The chart below shows the response curve for the percentage of subscribers who opened by the date of last open. There are two key takeaways from the chart:

  • It takes almost two years, before the chance of getting an open again, drops to nearly zero. You have to keep sending for at least two years to inactives before giving up.
  • The longer the time since someone last opened the lower the chances of them opening again. Target contacts who haven’t opened for 6 to 12 months to get re-engagement.
Open Recency

The chart is based on real data and is typical of the response curve for the percentage of subscribers who opened by the date of last open.

The shape of the curve is very consistent across different brands. What varies is the steepness and speed of drop over time. This is impacted by type of email content and emailing frequency.

Why are Inactive Subscribers still Valuable?

The truth is that inactives are made up of 3 different types of contact; Low engagement customers, zombies, spam traps.

  • Low engagement customers. These are the contacts that can still deliver revenue. Valid emails addresses to potential customers, who scan your subject lines from time to time. The issue isn’t that they don’t want you. Just they don’t want you now and may be not for some months to come.
  • These are valid email addresses but the inbox is never looked at by the owner.
  • Spam Traps. These are poison for deliverability. They are not personal email accounts but inboxes maintained by ISPs to spot spamming activity.

The percentages you have of each in your inactive segment is determined by your data capture and data management practices.

Low Engagement Customers

As well as contacts that have simply not opened for a long time, it includes email addresses that have yet to open a first email.

Whilst welcome emails have high open rates, it can take many more emails before everyone who is going to open finally does open an email. They should be treated in the same way, just keep trying until the chance of getting a response drops to near zero.

Zombies

Very often they are secondary email addresses kept by their owners for the purpose of giving out to brands when an email address is required.

Though it also includes email addresses once used by the owner and long since abandoned. The difficulty is when users abandon an email address they never officially go through the process of closing the mail account.
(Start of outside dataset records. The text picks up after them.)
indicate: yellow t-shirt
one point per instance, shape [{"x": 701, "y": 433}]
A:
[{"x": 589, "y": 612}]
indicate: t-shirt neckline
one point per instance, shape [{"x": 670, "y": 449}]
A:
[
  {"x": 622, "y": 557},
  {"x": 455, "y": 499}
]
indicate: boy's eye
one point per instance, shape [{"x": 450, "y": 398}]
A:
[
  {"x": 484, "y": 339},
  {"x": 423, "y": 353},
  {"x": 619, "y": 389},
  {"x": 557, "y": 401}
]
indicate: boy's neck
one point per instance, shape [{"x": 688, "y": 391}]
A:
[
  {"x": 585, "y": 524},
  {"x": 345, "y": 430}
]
The number of Zombies is highly influenced by how and why an email address is being captured. Whether it is a newsletter signup form or a barrier page to what the user really wants to get to. Purchased data is also particularly risky.
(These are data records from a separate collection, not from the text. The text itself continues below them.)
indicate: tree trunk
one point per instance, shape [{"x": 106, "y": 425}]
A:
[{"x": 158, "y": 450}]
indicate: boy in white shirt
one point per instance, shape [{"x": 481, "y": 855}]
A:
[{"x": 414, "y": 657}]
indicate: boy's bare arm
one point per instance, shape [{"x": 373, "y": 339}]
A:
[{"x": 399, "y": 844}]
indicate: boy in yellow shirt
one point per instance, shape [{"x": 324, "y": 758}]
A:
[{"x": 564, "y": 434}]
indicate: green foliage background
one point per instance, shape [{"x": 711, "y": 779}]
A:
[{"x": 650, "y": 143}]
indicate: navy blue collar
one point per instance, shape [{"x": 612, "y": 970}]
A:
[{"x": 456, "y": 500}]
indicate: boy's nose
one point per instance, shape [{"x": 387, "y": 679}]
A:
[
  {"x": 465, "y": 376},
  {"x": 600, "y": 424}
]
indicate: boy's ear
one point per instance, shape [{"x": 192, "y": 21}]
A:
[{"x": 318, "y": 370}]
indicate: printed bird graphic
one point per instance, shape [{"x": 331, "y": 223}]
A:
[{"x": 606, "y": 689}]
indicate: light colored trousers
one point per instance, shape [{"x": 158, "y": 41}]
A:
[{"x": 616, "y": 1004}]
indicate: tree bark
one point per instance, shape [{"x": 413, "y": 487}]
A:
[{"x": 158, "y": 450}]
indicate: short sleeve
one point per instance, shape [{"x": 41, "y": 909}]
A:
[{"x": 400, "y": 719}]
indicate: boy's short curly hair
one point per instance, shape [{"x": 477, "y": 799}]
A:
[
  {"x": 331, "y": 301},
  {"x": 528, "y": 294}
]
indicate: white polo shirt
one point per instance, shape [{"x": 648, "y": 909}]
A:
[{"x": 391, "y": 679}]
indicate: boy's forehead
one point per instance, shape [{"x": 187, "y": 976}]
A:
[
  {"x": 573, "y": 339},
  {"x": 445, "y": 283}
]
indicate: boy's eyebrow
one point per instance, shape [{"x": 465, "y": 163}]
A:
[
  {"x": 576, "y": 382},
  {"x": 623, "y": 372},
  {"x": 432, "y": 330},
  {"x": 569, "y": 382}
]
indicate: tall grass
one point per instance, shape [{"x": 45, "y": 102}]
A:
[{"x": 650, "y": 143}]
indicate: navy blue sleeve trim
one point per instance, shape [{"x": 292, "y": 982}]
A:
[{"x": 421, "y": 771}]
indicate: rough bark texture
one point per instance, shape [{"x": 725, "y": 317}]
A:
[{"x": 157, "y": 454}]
Minimize zombies by giving strong reasons and incentives for a valid primary email address to be provided and having a clear policy of not sharing email addresses.

Spam Traps

List hygiene and data management are important to avoid building up spam traps. In particular not re-introducing old newly re-discovered data and ensuring that bounced addresses are being correctly purged.

Finally as with zombies, purchased data is particularly risky.

Inactives Open with Intent

Whilst open rates are low for inactives compared to actives, the click to open rates are much higher, double or quadruple.

When low engagement customers finally do open they do so with far more intent to act than active customers.

Better Engagement Tracking

Whilst I’ve focused on recency of open to determine low engagement subscribers, in reality both open and clicks should be used.

A small number of subscribers click without an open being tracked. So it’s better to base everything on last email response, being an open or a click.

An even better model is to incorporate website visits as well as opens and clicks. Emails nudge people to visit your website, possibly even on a different device.

Using website tracking back to subscribers allows treatment of email inactive subscribers that are engaged on your website differently to those that are not.

When to Remove Inactive Subscribers

Ideally low engagement customers would always be kept, with zombies and spam traps removed.

However, it’s not possible to easily distinguish between these different types of contact. Since their behaviours are so similar.

So the default position is to just keep emailing all inactives unless there is a very good reason not to.

The two main reasons to remove inactive email addresses are:

  • Deliverability issues caused by low open rates and high spam traps. Low open rates and high spam traps are important factors in ISP filtering. When inbox placement is an issue dropping inactive data to remove zombies and spam traps may be necessary.
  • No ROI. If the cost of sending is greater than the revenue delivered then it’s time to remove the data. Another good measure is the number of unsubscribers to clickers. If you’re getting as many unsubscribers as clickers it’s probably time to call it a day on the segment.